The term 'supernova' covers a wide, and growing, variety of stellar explosions which can be distinguished according to their explosion mechanism. The four boxes below summarise the key supernovae of interest to the NRT project, including the 'exotic' subclass which include new and exciting sources which are predicted to be discovered by the cadences and depths provided by new survey facilities.
- White dwarf and another star
- Apparent homogeneity
- Mature and direct probe of dark energy and accelerating Universe
- Observationally diverse
- Multiple progenitor scenarios
- End of life for massive stars
- Wide range of subclasses
- Affected by metallicity, rotation rate, binary companions
- Early time spectra can probe shock breakout phase
- Asymmetricity common; can be probed using polarimetry.
- Relatively new class of extremely luminous transients
- Variety of explanations for mechanism of energy conversion
- Models include ejecta-circumstellar collisions, fast-spinning neutron stars or large 56Ni masses.
- New surveys detect previously unknown variable sources
- ATLAS source AT2018cow first of a new class of fast and blue transient
- First spectrum obtained by LT
- Rapidly growing class
- Defy current SNe models
To date, two gravitationally lensed supernovae (LSNe) have been discovered. These sources present an exciting opportunity to probe cosmological parameters such as the dark energy content of the Universe and its expansion history. Multiple images of transient events are not observed simultaneously due to their different paths through the Universe and lens; these time delays between images can be used to measure the Hubble constant. Rubin is forecast to discover ~50 type Ia SNe per, however, the observing cadence does not yield sufficiently many LSNe with accurate and precise time delays, therefore there is a critical need for high cadence, multi-band monitoring of future Rubin LSNe, along with confirmation spectroscopy to determine characterisation. The NRT is ideally suited to this task.

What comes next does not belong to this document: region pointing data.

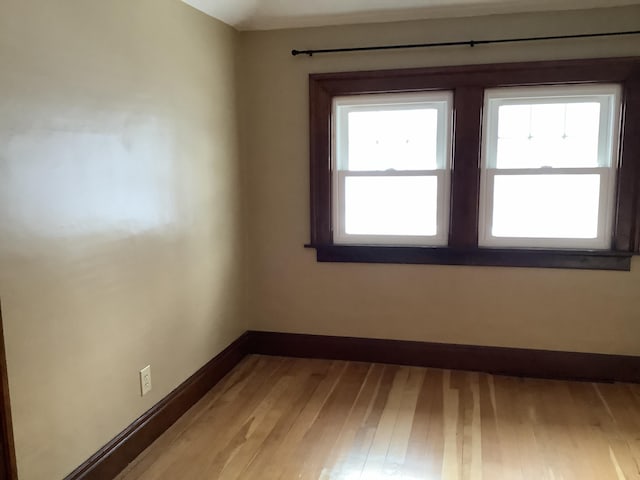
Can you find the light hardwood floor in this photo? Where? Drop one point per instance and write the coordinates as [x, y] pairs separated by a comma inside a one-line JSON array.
[[284, 418]]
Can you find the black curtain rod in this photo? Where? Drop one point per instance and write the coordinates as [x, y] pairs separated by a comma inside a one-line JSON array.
[[471, 43]]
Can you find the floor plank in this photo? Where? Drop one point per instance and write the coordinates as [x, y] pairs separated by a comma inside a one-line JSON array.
[[284, 418]]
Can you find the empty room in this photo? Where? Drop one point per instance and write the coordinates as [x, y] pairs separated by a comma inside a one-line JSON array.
[[330, 240]]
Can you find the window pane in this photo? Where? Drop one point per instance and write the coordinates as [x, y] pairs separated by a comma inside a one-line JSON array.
[[559, 135], [546, 206], [391, 205], [393, 139]]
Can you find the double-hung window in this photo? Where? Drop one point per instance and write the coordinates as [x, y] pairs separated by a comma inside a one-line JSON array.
[[529, 164], [391, 157], [549, 166]]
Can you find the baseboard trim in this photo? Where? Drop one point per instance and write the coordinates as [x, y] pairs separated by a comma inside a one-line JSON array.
[[498, 360], [111, 459]]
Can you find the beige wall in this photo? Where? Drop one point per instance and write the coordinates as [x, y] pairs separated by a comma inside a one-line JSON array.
[[549, 309], [120, 244]]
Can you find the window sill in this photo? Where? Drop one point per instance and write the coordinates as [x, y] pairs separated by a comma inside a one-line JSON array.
[[496, 257]]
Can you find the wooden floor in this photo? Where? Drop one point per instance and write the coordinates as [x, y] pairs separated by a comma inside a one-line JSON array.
[[283, 418]]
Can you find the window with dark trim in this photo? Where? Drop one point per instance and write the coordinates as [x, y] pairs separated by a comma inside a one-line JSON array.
[[468, 86]]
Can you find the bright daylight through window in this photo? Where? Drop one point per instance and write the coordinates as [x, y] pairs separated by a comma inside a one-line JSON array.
[[391, 173], [531, 164], [548, 177]]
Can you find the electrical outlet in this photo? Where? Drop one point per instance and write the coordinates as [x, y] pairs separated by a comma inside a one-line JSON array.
[[145, 380]]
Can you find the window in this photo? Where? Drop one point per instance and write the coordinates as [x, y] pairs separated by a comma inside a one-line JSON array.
[[391, 168], [531, 164], [548, 166]]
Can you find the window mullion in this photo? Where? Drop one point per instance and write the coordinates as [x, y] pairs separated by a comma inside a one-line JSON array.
[[465, 174]]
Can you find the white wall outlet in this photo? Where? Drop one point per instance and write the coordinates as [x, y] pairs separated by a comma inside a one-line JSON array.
[[145, 380]]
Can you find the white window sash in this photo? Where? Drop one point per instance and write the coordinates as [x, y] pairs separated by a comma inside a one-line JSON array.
[[605, 217], [339, 210]]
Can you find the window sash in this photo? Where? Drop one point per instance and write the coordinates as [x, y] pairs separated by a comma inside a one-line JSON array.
[[605, 210], [607, 95], [339, 212]]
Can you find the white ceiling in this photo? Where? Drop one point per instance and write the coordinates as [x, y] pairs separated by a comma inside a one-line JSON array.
[[271, 14]]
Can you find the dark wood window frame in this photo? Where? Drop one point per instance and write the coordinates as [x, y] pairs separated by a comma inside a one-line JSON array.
[[468, 84]]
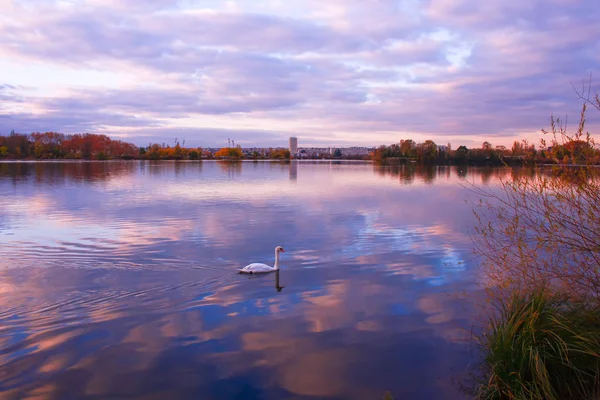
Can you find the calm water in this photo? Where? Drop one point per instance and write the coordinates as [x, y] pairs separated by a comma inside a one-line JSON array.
[[117, 280]]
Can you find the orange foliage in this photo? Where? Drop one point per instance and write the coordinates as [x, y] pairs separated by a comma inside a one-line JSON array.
[[230, 152]]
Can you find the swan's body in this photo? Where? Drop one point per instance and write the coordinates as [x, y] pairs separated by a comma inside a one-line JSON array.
[[259, 268]]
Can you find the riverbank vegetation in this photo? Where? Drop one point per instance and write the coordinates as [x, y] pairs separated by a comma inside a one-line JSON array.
[[521, 153], [539, 239]]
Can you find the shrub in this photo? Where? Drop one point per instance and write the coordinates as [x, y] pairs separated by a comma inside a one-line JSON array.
[[539, 347]]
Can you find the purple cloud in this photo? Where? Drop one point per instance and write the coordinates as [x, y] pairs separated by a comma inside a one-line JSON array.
[[345, 71]]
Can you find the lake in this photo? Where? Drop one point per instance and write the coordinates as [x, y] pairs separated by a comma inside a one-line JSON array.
[[118, 280]]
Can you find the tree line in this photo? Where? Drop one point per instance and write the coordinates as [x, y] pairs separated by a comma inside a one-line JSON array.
[[521, 152]]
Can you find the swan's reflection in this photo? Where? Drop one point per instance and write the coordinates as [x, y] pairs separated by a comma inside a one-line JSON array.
[[278, 287]]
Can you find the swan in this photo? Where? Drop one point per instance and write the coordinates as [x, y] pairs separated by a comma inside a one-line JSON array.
[[258, 268]]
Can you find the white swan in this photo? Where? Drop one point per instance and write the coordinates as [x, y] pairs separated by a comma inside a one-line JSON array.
[[258, 268]]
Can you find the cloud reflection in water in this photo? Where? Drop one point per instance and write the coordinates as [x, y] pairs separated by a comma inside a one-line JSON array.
[[118, 280]]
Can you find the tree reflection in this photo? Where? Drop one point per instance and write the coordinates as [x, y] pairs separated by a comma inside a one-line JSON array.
[[62, 173]]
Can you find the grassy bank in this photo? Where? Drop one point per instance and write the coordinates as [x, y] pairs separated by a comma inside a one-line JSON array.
[[538, 347]]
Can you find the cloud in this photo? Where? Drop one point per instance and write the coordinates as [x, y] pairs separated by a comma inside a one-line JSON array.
[[355, 72]]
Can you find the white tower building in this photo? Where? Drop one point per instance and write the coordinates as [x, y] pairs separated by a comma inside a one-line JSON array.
[[294, 145]]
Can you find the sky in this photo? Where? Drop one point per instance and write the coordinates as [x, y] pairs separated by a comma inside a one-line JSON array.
[[331, 72]]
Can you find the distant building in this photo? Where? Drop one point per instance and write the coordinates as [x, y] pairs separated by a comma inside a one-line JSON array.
[[293, 145]]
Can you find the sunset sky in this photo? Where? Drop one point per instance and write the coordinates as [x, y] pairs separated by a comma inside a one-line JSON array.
[[331, 72]]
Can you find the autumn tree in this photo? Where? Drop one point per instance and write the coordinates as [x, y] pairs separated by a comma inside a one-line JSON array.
[[230, 152], [543, 230]]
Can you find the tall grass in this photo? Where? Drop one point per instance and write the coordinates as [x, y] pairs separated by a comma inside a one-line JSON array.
[[539, 347]]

The modern survey era has seen the rate of discovery of new SNe jump to thousands per year, providing scope for large scale and systematic approaches to classification and follow-up for population studies. There has also been the discovery of new and exotic phenomena which challenge existing explosion and progenitor models, such as superluminous supernovae. Nightly-cadence surveys such as ZTF and ATLAS are currently revealing a population of fast and blue transients; heralding the promise of the 'faint and fast' Rubin era. These searches cannot operate effectively in isolation as they provide only limited photometric information, a limited cadence and, in some cases, sacrifice spatial resolution for field of view. Multicolour light curves are crucial for classification purposes: without detailed photometry to provide supernovae luminosities and colours, the physical parameters of the supernova explosions cannot be mapped, and the large samples for cosmological studies cannot be assembled.
The NRT will provide essential photometric follow-up of these survey candidates, even as the cadences of the surveys themselves improve. The Vera Rubin Observatory's Legacy Survey of Space and Time will image the entire Southern sky every few days, but the observing cadence in the same filter will be typically much longer.